Discussion
Primary cardiac tumors in childhood are extremely rare and detected tumors with a rate of 0.08% in autopsies, and are mostly benign. The most common histologically seen infantile cardiac tumors are rhabdomyoma (60% -85%) and according to their incidence, teratoma, fibroma, hemangioma and hamartomas, respectively. 4-6. In the last two decades, an increase in the incidence of pediatric cardiac tumors has been reported due to the increase in noninvasive imaging methods, the technological development of TTE devices and the widespread use of them. Patients admission complaints depend on the size and localization of the mass, as they have an inlet or outlet obstruction and arrhythmogenic effect 7. In general, the indications for resection are to eliminate hemodynamic and respiratory pathologies, if any, severe arrhythmia and a significant risk of embolization. These tumors are highly associated (60-80%) with TSC. It originates from the free wall of the ventricle and ventricular septum. The diagnosis of rhabdomyom is based on the characteristic TTE features of the tumor, in addition to the cutaneous, central nervous system or renal manifestations of tuberous sclerosis. In TTE examination, they are seen as well-circumscribed, homogeneous and echo bright masses.

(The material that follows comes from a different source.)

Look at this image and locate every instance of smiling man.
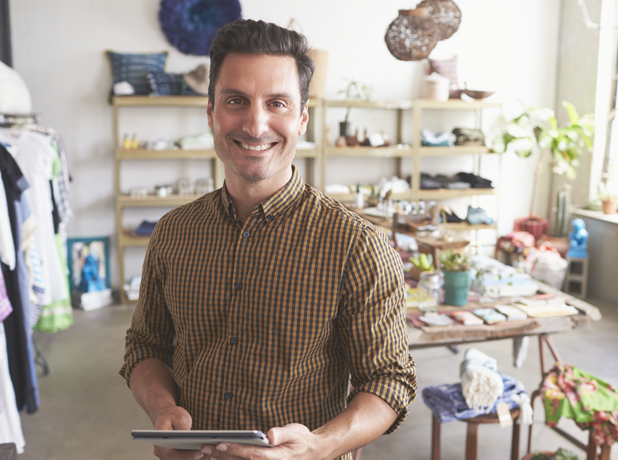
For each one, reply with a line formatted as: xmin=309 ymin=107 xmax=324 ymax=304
xmin=121 ymin=20 xmax=416 ymax=460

Many studies have shown that rhabdomyomas that are medically followed and partially resected will regress spontaneously within 1 to 3 years.
The patient we presented had AVSD and PDA accompanying rhabdomyoma. In the literature, the patient with congenital heart defect associated with TS and rhabdomyom is very rare. In the study published by Jiang et al.3, they mentioned that the heart may disrupt the growth pattern in the region where the mass appeared during the embryological development phase. In our case, since the intrauterine cardiac examination was not performed, it cannot be clearly revealed in which trimester the rhabdomyoma occurred. However, the atrioventricular canal defect and the area where the rhabdomyom is located are very close, suggesting that the tumor may have caused the supposed development defect.
In the literature, it has been observed that the rhabdomyoma associated with the TSC is largely multiple. However, we observed a solitary rhabdomyom in our case. In the study conducted by Bader et al. with 26 patients, the tumors in diagnosis were single in 5 patients (19%) including right or left ventricle and multiple in 21 patients (80.8%)8. In a study conducted by Sciacca et al. with 33 patients, multiple rhabdomyomas were detected in all tuberous sclerosis patients 9. It is well known that AV channel defects often coexist with down syndrome. However, in our case, the absence of down syndrome is also interesting.
We did not excise rhabdomyoma in our patient, since it was asymptomatic, was largely intramyocardial, and would cause destruction in the surrounding structures during excision. Malign arrhythmias that may develop in the postoperative period after excision could be fatal. After birth, rhabdomioma cells lose their ability to divide, and tumor regression in infancy is an expected result regardless of tumor size. In more than 80% of tumors, full regression can occur in early childhood. In addition, it has been revealed by many studies everolimus, an mTOR inhibitor, have shown that this drug accelerates shrinkage in the size of rhabdomiomas by up to 12 times 10,11.